Having set out my stall with regard to conventional data cleansing and matching products (a report card that would read "tries hard, could do better") I now want to turn my attention to data profiling. These sorts of tools do two things. First, they analyse the data for errors and, second they analyse the data to discover the relationships that exist between different data elements.
In so far as the analysis of data for errors (null fields, default fields, data not matching the defined datatype and so on) is concerned, most products do a pretty good job and, from a functional point of view (that is, not including considerations such as ease of use) are much of a muchness. On the other hand, where I think they may be a significant difference between products is in their ability to discover relationships. However, I will not comment on this now as I am conducting research into this issue and plan to publish a detailed report in the New Year.
Where I will comment is on the importance of understanding relationships not just between data elements but also between data and applications and even between data and the business.
Understanding data relationships is arguably the most important factor whenever you are moving and transforming data, especially in data migration and data archiving environments but also for moving data into a warehouse and similar applications. The reason for this is easy to see if you consider the effects of a broken relationship: orphaned customers with no orders aren't going to make your application software work well. It would be nice if you could see these relationships (which effectively comprise business entities) represented graphically.
Unfortunately, discovering relationships is not just about profiling your database. There may be relationships that exist across data sources (and types of data source) that you need to understand; and then there is the application factor. While it may not be theoretically correct from a purist data management perspective the fact is that many data relationships are defined within applications so, in one way or another, you really need to discover these.
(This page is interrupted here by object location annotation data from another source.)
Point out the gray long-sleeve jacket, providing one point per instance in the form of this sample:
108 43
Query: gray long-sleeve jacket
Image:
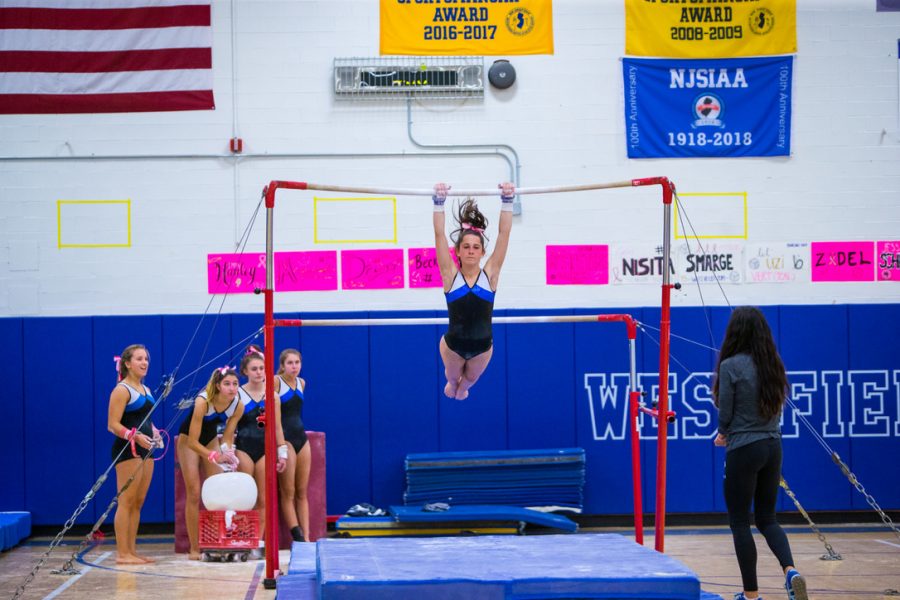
739 418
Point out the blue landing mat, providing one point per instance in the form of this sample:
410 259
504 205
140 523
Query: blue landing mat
500 568
14 527
300 583
415 514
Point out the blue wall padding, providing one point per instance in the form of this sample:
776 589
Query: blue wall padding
336 370
14 527
12 425
551 566
377 392
874 342
483 512
404 407
539 416
809 351
111 336
59 418
477 425
603 349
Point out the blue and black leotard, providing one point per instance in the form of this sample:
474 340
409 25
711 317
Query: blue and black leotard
470 309
139 405
213 421
292 414
251 438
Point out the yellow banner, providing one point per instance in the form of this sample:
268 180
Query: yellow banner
466 27
710 28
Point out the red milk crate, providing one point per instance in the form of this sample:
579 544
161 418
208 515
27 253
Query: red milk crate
242 535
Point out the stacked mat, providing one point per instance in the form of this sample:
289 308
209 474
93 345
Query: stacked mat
14 527
546 479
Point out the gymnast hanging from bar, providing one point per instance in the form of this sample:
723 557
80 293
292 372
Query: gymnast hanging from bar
467 346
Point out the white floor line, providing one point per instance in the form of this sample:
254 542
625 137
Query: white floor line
75 578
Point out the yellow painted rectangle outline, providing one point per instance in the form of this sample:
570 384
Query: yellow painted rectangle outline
318 240
59 204
713 237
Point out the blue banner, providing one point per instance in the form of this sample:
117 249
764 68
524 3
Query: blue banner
708 108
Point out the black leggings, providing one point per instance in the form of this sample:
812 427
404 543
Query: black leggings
752 474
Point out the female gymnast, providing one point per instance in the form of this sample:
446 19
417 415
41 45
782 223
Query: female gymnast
251 441
750 390
217 407
129 404
294 480
467 346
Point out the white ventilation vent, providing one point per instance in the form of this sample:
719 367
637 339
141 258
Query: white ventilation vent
409 76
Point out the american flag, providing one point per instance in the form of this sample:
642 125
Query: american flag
92 56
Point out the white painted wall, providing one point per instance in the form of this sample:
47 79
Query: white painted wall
564 117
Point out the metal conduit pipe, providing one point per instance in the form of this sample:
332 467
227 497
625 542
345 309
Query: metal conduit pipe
514 169
237 158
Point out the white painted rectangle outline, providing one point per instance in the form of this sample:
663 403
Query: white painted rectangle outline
93 223
355 220
710 218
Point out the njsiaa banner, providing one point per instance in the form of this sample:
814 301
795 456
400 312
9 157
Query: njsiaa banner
710 28
419 28
708 108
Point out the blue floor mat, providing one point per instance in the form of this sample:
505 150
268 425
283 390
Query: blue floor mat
483 513
500 568
14 527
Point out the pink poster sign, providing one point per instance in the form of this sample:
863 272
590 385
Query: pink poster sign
578 265
309 271
888 261
371 269
423 267
842 261
235 273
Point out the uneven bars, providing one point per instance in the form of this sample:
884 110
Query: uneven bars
624 318
300 185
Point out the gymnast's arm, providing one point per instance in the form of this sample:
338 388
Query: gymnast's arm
442 249
725 398
200 408
118 400
231 424
279 432
495 262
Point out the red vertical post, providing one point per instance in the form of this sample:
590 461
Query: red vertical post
634 399
272 508
663 405
271 451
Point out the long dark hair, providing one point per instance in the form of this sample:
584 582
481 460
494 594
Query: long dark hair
748 332
471 221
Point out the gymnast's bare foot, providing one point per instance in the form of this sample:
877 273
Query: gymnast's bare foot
450 390
128 559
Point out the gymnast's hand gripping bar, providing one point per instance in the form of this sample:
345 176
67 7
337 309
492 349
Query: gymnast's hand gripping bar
558 189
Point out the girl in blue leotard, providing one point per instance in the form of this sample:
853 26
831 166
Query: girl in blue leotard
294 480
216 409
469 289
129 404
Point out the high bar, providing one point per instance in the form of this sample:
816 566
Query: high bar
624 318
300 185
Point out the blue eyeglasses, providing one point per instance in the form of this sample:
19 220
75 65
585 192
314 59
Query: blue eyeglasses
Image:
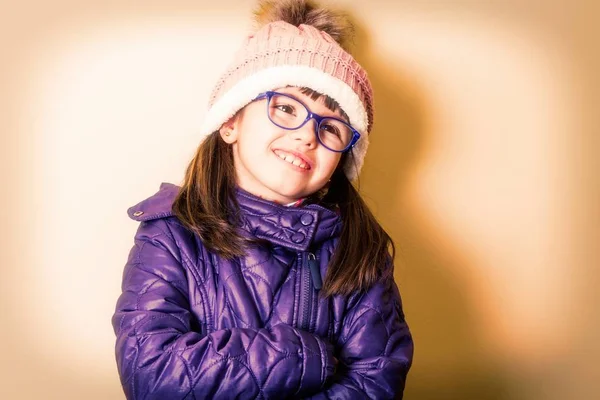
289 113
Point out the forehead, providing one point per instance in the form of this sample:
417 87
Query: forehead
317 102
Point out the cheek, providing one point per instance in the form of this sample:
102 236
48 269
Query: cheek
330 162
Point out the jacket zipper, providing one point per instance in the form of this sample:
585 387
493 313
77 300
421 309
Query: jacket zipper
310 280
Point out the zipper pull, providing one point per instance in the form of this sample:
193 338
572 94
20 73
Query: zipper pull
314 271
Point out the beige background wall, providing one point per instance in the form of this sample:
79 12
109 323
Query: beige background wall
482 167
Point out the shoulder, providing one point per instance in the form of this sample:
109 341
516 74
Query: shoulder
157 206
159 224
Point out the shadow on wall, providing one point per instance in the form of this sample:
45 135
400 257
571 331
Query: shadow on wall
450 362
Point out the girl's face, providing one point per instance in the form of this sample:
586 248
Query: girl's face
259 148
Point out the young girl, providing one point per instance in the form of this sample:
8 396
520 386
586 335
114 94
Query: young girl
265 276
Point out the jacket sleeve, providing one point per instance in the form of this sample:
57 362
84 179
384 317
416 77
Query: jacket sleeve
375 349
161 356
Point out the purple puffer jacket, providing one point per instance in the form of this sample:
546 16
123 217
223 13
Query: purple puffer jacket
192 325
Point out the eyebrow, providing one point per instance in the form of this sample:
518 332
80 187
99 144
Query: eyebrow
329 102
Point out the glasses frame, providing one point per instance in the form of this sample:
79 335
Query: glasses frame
310 115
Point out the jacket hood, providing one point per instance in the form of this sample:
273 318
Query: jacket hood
296 228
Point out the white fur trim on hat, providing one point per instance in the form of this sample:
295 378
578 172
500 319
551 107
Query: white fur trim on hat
244 91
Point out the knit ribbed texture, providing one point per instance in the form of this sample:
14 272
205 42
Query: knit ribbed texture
264 61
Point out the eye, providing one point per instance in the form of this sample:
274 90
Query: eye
329 128
286 108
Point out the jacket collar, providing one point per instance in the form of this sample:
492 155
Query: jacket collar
296 228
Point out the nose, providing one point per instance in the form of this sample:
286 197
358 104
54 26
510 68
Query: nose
307 133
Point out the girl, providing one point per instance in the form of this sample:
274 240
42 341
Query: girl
265 276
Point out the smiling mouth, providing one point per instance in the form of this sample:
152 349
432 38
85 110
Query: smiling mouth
292 159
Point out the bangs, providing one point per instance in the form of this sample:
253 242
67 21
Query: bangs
330 103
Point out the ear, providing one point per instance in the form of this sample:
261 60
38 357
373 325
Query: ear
229 130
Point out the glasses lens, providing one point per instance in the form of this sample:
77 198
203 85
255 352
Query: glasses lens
286 112
335 134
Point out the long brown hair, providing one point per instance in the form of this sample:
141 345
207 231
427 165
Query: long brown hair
206 204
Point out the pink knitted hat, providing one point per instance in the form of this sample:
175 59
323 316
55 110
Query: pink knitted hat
281 54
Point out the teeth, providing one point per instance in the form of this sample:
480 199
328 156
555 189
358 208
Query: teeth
297 161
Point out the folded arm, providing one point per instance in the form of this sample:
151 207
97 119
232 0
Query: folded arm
160 355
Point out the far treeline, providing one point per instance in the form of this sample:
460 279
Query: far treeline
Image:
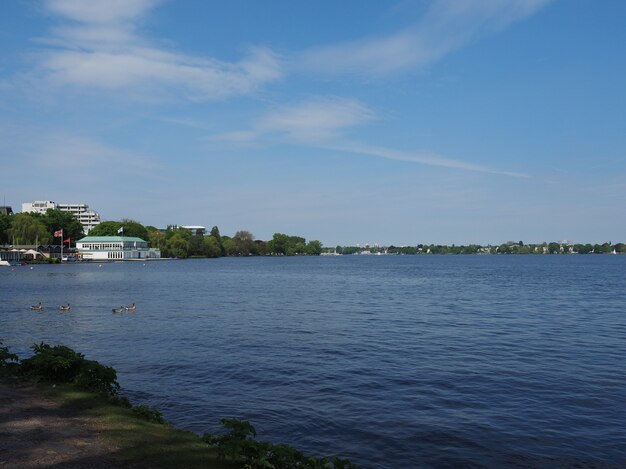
506 248
180 242
38 229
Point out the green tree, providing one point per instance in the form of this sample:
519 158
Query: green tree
504 249
313 248
134 229
212 247
197 247
279 244
554 248
244 242
5 226
229 247
215 232
176 246
262 248
106 228
154 237
27 229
Moreover, data-application relationships don't just have implications when you are moving data. For example, it is not hard to imagine a scenario where valid data for one application is invalid for another. A typical case might be where one application required a five digit numeric field and another application requires the same five numbers plus an additional two alphabetic characters. So, here's a question for data quality vendors: can your software tell the difference? It would also be nice to know how often different applications address the same data because then you would know how important the issue was.
Data relationships don't end with data and applications. It would be useful to understand, for example, who owns the data and who is a stakeholder. If you know what applications access data you may be able to infer the latter but does customer service history, for example, belong with CRM data or is it owned by the service department? You probably can't determine this automatically but you would certainly like to record it for data governance purposes.
And finally, relationships are not just important for IT but also for the business. As we have noted, a set of relationships effectively defines a business entity and these are the domain of data stewards and business analysts as much as they are of IT, so these should be capable of being presented in a business-friendly manner.
Now, I know of tools that do every one of things just outlined. Unfortunately, they are provided by disparate vendors with a variety of products, a number of which would not even be categorised as data profiling tools. During my current research I am hoping to hear that suppliers are expanding their capabilities into the areas just discussed but I expect I am destined to be disappointed, in which case a multi-tool approach may be required: I'll let you know.